I recently finished reading the novel, Complications, A Surgeon’s Notes on an Imperfect Science. It was one of those books that I sometimes had a hard time staying physically seated to read because I had such strong reactions to what the author had to say. My spiked reactions were centered on how frequently the author described what I have felt in my own career, albeit we are in slightly different professions. The book is divided into three parts: Fallibility, Mystery, and Uncertainty. Perhaps you can already see the correlations I was making.
The other reaction that I had is not directly related to the book but instead is a larger question I’ve been walking around with for some months now: how can software testers who test products such as medical devices get to know medical practitioners?
I have a vision of building a partnership between medical practitioners and software testers. I am uncomfortable with the thought of testing medical devices used by a group of practitioners that I’ve never met. It frustrates me deeply that I’m not able to bridge that gap. How fantastic it would be to build an association where medical practitioners and software testers could exchange ideas. I don’t mean the high-level executives from either communities, I’m sure there are sales and purchasing associates at both ends of our fields that talk and go out to occasional fabulous lunches.
I would like to create a bridge between the people who use the devices and those of us who are software testers located in office buildings far away from the real life situations where medical devices are actually used. It seems to me, we should know each other.

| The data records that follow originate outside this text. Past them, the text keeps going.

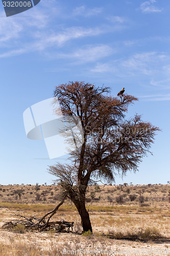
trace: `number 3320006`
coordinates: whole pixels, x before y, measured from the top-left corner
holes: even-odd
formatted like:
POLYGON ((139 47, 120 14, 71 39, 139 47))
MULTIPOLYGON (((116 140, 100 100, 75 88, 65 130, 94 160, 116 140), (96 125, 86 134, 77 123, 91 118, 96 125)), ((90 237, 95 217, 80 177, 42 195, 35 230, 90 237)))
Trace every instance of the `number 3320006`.
POLYGON ((4 7, 31 7, 31 2, 3 2, 4 7))

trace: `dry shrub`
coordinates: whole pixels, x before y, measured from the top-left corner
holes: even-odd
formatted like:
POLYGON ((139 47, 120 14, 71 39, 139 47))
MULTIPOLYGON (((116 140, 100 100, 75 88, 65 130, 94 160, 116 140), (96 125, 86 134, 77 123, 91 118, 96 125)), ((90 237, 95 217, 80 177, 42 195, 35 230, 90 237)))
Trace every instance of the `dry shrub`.
POLYGON ((90 203, 92 201, 92 199, 90 198, 90 197, 88 197, 86 199, 86 202, 87 203, 90 203))
POLYGON ((116 198, 116 201, 118 204, 123 204, 124 202, 124 196, 120 195, 116 198))
POLYGON ((23 233, 26 232, 26 227, 21 224, 17 224, 13 227, 13 230, 15 233, 23 233))
POLYGON ((140 228, 136 230, 128 231, 124 233, 120 231, 115 231, 114 230, 109 230, 108 232, 109 235, 111 235, 116 239, 126 238, 144 240, 155 240, 162 237, 159 230, 154 227, 148 227, 147 228, 140 228))

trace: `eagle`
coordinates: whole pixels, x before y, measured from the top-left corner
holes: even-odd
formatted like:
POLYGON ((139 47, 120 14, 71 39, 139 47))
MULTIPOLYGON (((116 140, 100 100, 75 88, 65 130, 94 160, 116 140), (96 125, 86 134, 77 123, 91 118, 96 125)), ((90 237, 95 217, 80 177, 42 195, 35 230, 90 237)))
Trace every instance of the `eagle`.
POLYGON ((89 87, 88 88, 87 88, 87 89, 86 90, 86 91, 87 92, 87 91, 92 90, 94 86, 94 85, 90 86, 90 87, 89 87))
POLYGON ((121 90, 121 91, 119 91, 119 93, 117 93, 117 96, 120 96, 120 95, 123 95, 124 92, 125 92, 125 87, 123 88, 123 89, 122 90, 121 90))

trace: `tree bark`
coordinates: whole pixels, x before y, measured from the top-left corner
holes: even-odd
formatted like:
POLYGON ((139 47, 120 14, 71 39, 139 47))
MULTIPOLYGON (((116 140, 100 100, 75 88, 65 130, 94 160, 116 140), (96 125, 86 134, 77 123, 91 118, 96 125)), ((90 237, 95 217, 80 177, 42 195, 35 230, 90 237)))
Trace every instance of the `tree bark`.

But with a deep sigh, I don’t at this time know how to build that association. And I don’t know if there are other people in either profession who would also believe that this could be a valuable association. I have made some attempts in recent time to investigate the possibility but nothing has come of it, yet.
In the meanwhile I’m intrigued to read passages from a surgeon who has clearly acquired years of real life experience describing his journey and to feel correlations to my own work and my thoughts and feelings towards my work. Despite years of sustained practice and training, the author mentions the doubts that creep in. The time constraints, the ethical dilemmas and the fact that sometimes despite years of training and field work, situations occur in ways where the path to proceed and the decisions to make are not clear. It sometimes takes judgment to proceed.

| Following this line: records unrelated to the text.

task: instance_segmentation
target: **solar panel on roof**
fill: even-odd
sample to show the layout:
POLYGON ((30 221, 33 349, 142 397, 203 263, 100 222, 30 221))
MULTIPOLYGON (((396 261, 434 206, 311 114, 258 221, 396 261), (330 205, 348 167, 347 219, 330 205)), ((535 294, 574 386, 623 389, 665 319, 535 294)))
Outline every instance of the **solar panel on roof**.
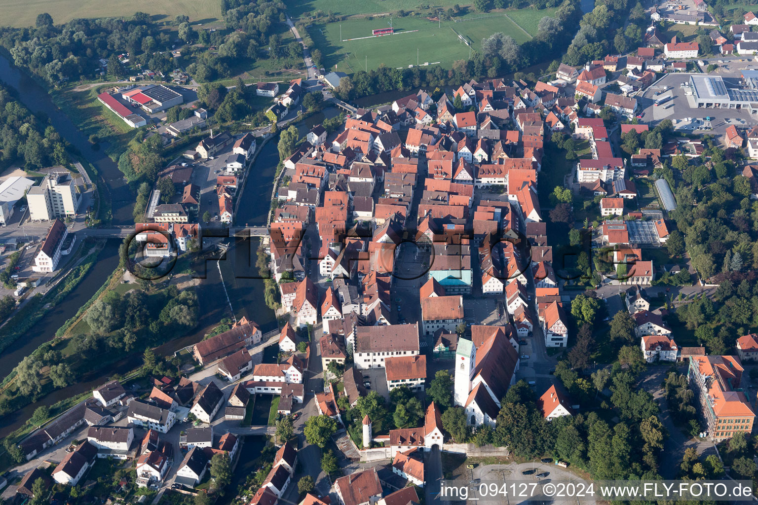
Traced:
POLYGON ((726 88, 724 86, 724 81, 720 77, 706 77, 706 86, 711 96, 723 96, 726 95, 726 88))
POLYGON ((674 199, 674 194, 671 192, 671 188, 669 187, 669 182, 665 179, 659 179, 656 181, 656 189, 663 204, 663 208, 666 210, 675 209, 676 201, 674 199))

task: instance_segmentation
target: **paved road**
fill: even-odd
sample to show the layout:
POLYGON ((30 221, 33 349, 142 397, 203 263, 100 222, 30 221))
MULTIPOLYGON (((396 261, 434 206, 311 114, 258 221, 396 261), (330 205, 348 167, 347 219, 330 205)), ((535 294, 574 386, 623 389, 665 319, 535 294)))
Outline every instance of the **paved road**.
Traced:
POLYGON ((442 483, 442 454, 437 446, 432 447, 431 450, 425 454, 427 457, 424 465, 426 503, 442 503, 440 500, 440 487, 442 483))
POLYGON ((292 31, 292 34, 295 36, 295 42, 302 45, 302 61, 305 64, 305 70, 307 71, 308 79, 315 79, 316 71, 313 68, 313 60, 311 59, 311 51, 305 47, 305 45, 302 43, 302 38, 300 37, 300 34, 297 31, 297 28, 292 22, 292 18, 290 16, 287 17, 287 23, 290 26, 290 30, 292 31))

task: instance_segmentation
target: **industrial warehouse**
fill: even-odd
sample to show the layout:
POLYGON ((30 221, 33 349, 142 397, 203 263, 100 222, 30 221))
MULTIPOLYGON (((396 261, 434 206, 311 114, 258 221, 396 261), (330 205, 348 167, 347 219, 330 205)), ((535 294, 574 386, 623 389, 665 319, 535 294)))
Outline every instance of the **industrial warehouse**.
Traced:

I think this book could be a good read for beginning software testers to recognize that some skills take years of sustained focused engaged practice. And that it is unrealistic to think that reading one book or passing one certification exam of any flavor can replace years of apprenticeship. And that even after years of practice, we still must use our own judgment and common sense mixed with what has become intuition to make decisions.
So I imagine people might think drawing correlations between software testing and surgery might be rather extreme. But is it really? When I think about the testing I’ve done with medical devices and recognize that should a device introduce an error, patient death is a possibility – all my work does is move me further down the hall from the outcome.
It saddens and frustrates me that in our world, we esteem medical practitioners to a god-like status but that too frequently I see software testing deemed by some as such a lowly occupation that they seek across the globe to find the cheapest possible resources to pawn software testing off to. Can you imagine price-shopping a surgery in the same fashion? After all if a medical device is tested poorly, the most brilliant and skilled surgeon could press a button on a device only to end up in dire consequences potentially due to poor software testing. Given that possible outcome, we should esteem software testing in its rightful place as an acquired intelligent skilled profession. And that we should pay people accordingly regardless of their location as long as the skills used and provided equate to these higher expectations.
When it comes to testing a medical device, I don’t see myself as any less responsible or removed from the outcome just because I might not be as physically close as an attending physician. Shouldn’t there be doctors and medical practitioners thrilled and relieved to know that some of us who test medical devices care that deeply. And that some of us, would like to meet?